Nous ne nous chargeons pas assurément d’exhumer tous ces morts, de ranimer tous ces mourans. Mais parmi ces livres, quelques-uns cependant sont nés très viables. Nous constaterons leur existence. Il en est quelques autres dont nous ferons seulement l’oraison funèbre.

Rendons d’abord ces tristes honneurs au Charette[1] de M. Bergounioux : aussi bien, ce dont sans doute on lui saura gré dans un autre monde, en bon catholique et en bon Vendéen, Charette semble-t-il s’être résigné dès sa naissance à mourir. Sa couverture, revêtue d’une vignette représentant une croix blanche sur un drap noir, figurait symboliquement et par anticipation ses funérailles. Qu’il repose en paix. Il annonçait bien quelques dispositions heureuses ; mais les forces lui manquaient vraiment. Il ne pouvait vivre. Ses frères futurs auront peut-être meilleure chance.

Parlons d’un autre mort-né, de l’Échafaud de M. Bignan[2]. Qui ne connaît M. Bignan ? M. Bignan a remporté des prix pour le moins dans toutes les vingt académies dont est membre M. Viennet. M. Bignan est un accapareur. Il entasse dans ses greniers des moissons amoncelées de palmes et d’églantines ; il s’est attribué le monopole des couronnes.

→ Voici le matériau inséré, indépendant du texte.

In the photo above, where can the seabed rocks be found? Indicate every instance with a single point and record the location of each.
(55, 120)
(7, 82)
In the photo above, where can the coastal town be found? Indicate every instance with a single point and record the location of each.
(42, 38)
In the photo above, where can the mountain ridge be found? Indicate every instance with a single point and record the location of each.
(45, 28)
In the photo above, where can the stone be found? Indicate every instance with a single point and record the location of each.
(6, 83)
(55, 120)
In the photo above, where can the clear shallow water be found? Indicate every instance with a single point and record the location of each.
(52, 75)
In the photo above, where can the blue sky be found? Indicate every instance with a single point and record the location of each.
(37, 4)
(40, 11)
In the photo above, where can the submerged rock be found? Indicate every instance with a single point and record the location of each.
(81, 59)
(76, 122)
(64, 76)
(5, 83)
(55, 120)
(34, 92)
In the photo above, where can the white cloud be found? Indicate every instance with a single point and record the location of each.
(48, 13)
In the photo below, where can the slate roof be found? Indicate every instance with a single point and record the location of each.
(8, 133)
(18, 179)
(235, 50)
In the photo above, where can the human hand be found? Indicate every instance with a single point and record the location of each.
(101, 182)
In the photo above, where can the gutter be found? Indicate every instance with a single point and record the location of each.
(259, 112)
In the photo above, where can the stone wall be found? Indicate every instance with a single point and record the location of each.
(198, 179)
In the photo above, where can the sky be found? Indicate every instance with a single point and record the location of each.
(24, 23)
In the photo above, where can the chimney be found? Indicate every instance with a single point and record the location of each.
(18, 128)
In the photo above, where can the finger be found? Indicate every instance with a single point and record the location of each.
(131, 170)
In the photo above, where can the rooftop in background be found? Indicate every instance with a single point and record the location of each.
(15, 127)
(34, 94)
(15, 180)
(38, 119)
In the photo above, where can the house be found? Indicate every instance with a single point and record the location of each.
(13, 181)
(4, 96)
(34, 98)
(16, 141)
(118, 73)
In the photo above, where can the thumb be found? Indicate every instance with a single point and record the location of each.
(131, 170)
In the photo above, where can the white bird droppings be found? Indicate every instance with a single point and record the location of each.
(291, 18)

Eh bien ! voyez-vous, je gage que l’Échafaud de M. Bignan était originairement un discours en vers sur la peine de mort, destiné à remporter le prix dans quelque concours de province ; mais le discours n’aura pas été fini à temps ou aura été envoyé trop tard ; alors M. Bignan, ne sachant plus qu’en faire, et ne voulant point qu’il lui restât sur les bras, n’en trouvant pas meilleur emploi d’ailleurs, aura mis sa poésie en prose, ce qui ne demandait pas grand’-peine, et fabriqué le roman sentencieux, philosophique et déclamatoire dont il s’agit. L’intention du livre était cependant excellente, et M. Bignan mérite d’être loué du moins pour s’être

  1. Chez Eugène Renduel.
  2. Chez Madame Charles Béchet.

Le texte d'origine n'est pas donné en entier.